La ecología tiene un primordial papel en nuestra civilización, pues el ser humano ha demostrado hasta la saciedad tener un componente cerril que le hace muy capaz de acabar consigo mismo y con el universo entero si se le pone por delante, pero no cumplirá con su papel si, convertida en una religión más y en sus peores vertientes de intolerancia, fanatismo, catastrofismo, ignorancia, dogmatismo y sectarismo, olvida que el ser humano no renunciará a su precario y reciente bienestar, alcanzado o en vías de serlo, ante ninguna amenaza y puesto en la ocasión, siempre se atendrá al sálvese quien pueda.

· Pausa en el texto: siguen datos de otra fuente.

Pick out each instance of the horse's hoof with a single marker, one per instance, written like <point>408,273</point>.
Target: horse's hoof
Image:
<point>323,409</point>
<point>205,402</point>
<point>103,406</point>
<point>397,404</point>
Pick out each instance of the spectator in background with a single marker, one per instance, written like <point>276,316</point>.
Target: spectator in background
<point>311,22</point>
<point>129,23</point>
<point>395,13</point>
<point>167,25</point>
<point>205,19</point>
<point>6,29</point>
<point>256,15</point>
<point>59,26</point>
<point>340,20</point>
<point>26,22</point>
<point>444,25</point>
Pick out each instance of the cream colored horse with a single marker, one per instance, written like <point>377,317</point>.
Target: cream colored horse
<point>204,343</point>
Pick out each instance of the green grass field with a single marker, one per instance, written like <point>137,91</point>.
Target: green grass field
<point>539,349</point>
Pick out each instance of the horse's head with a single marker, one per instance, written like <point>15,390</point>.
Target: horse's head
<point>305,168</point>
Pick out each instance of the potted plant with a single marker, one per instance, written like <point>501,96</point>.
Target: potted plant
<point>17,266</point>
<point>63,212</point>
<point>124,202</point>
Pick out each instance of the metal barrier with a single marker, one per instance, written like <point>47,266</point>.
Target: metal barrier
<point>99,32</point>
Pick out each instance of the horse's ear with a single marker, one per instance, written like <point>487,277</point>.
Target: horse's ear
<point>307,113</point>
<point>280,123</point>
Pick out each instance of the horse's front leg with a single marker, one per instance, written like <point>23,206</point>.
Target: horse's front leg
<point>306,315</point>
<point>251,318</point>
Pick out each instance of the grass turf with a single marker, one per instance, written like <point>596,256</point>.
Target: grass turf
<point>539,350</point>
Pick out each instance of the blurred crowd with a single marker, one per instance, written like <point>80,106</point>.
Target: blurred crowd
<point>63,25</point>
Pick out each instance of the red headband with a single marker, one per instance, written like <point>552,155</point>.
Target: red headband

Para ser efectiva y es vital que lo sea, la ideología y acción ecológica, debe integrar entre sus objetivos y hacerlos viables y compatibles, el desarrollo, el progreso y la pretensión de aumento ilimitado del bienestar, del ser humano.
Y vosotros arcángeles, no habéis hecho nada, no podéis hacer nada. Los problemas importantes que tiene la humanidad solo son solucionables con un gobierno mundial. Los fastos de coordinación solo sirven para que nos hagamos cargo del nivel de la gente que tenemos al volante.
Y para terminar me permito repartir invitaciones a mi lapidación. El que quiera participar que tire la primera piedra, pero, por favor, que sea ideológica. Veamos.
El catecismo ecológico parte de la base de que el estado actual de La Tierra, geográfico, climático, ambiental, etc.… es el óptimo, es el que hay que conservar, ni mejorar ni empeorar.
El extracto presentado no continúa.